Durante la notte tra il mercoledì e il giovedì, un uomo di 49 anni di origine cinese, noto come L.Y., stava facendo ritorno al suo domicilio quando improvvisamente si trova di fronte a un individuo, che delle fonti non verificate descrivono come di discendenza nordafricana. Quest’ultimo lo minaccia con un coltello e gli ordina di dare 20mila euro. La mattina del giovedì, la stessa scena si ripete, ma questa volta il bersaglio è la moglie di L.Y., una donna cinese di 48 anni, conosciuta come Z.H. Questa venne minacciata vicino al negozio del figlio situato in via Cantoni 3, molto vicino alla stazione di Certosa. Più tardi, lo stesso negozio prenderà fuoco alle 23 dello stesso giorno, trasformandosi in una trappola mortale per tre giovani che evidentemente stavano passando la notte tra i mobili in mostra al piano terra. Il fuoco distrugge solo la facciata dell’edificio e il pavimento vicino all’ingresso, ma il fumo e le esalazioni di gas tossici sono fatali per Pan An, un studente di design di 24 anni, e i fratelli Liu Yinjie e Dong Yindan, entrambi nati a Arzignano. Erano cugini del proprietario 26enne, L.J. Il loro tentativo di scappare, guidato dalla luce del loro cellulare, finisce contro un muro senza uscita di sicurezza. La connessione tra il tentativo di estorsione denunciato precedentemente ai militari e l’incendio nel palazzo della periferia è sospetta. Sembra troppo strano che questi due eventi siano così strettamente connessi nel tempo e nello spazio per poterli considerare una coincidenza.

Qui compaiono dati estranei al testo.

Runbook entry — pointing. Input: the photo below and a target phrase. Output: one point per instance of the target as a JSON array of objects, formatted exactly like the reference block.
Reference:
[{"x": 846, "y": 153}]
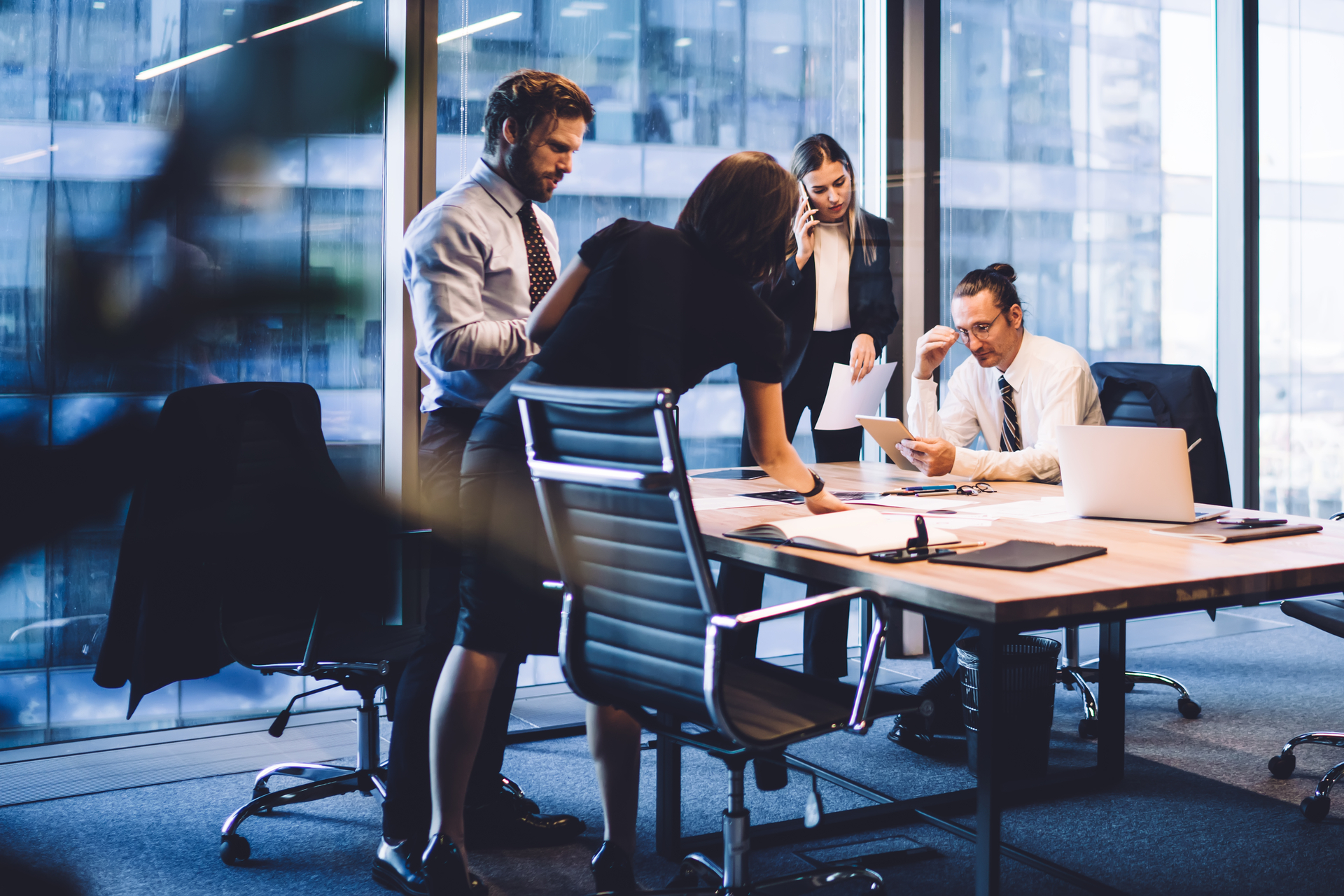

La denuncia presentata ha immediatamente spinto gli esperti del Nucleo Investigativo del Comando Provinciale di via Moscova, guidati dal Colonnello Antonio Coppola e dal Tenente Colonnello Fabio Rufino, a indagare su un possibile atto doloso. In pratica, qualcuno potrebbe aver appiccato intenzionalmente l’incendio allo showroom. La questione porta con sé una serie di domande correlate: sapeva l’autore dell’incendio che all’interno si trovavano tre ragazzi? I tentativi di estorsione erano casuali o erano mirati specificamente alla famiglia proprietaria del luogo? Era coinvolto qualcosa di più (come un debito) nella richiesta di denaro? Perché l’uomo ha messo nel mirino i genitori di L.J.? Ha L.Y. fornito tutte le informazioni o ha tralasciato alcuni dettagli che potrebbero dare un diverso spunto interpretativo alla vicenda? Oltre allo showroom di via Cantoni 3, inaugurato a fine maggio, si scopre che il giovane imprenditore possiede anche il 30% di un ristorante nella zona di Cenisio e l’intero 100% di un altro ristorante in provincia di Udine. L’indagine, coordinata dal Procuratore Capo Marcello Viola e dal Pm Luigi Luzi, potrebbe vedere una svolta grazie all’analisi dei video registrati da alcune telecamere che avrebbero registrato più persone nei minuti prima dell’incendio. Detto ciò, è importante fare una precisazione: al momento, gli esperti del Nucleo Investigativo Antincendi dei Vigili del Fuoco non hanno ancora concluso sulla causa dell’incendio, poiché non sono stati rinvenuti tracce evidenti di combustibile o resti di materiale infiammabile o di contenitori utilizzati per il trasporto.
Nonostante il primo sopralluogo, che si è protratto fino al tardo pomeriggio di ieri, non abbia portato a un quadro chiaro della situazione, come era prevedibile, si continuerà ad avanzare con cautela, smuovendo le rovine fino a raggiungere il suolo. Se ci sono indizi di interventi esterni, le avanzate tecniche utilizzate dai vigili del fuoco per esaminare il luogo di un incendio dovrebbero rilevarle. Intanto, l’indagine prosegue. L’impressione prevalente è che si stia seguendo con determinazione una traccia molto specifica: quella di un atto intenzionale.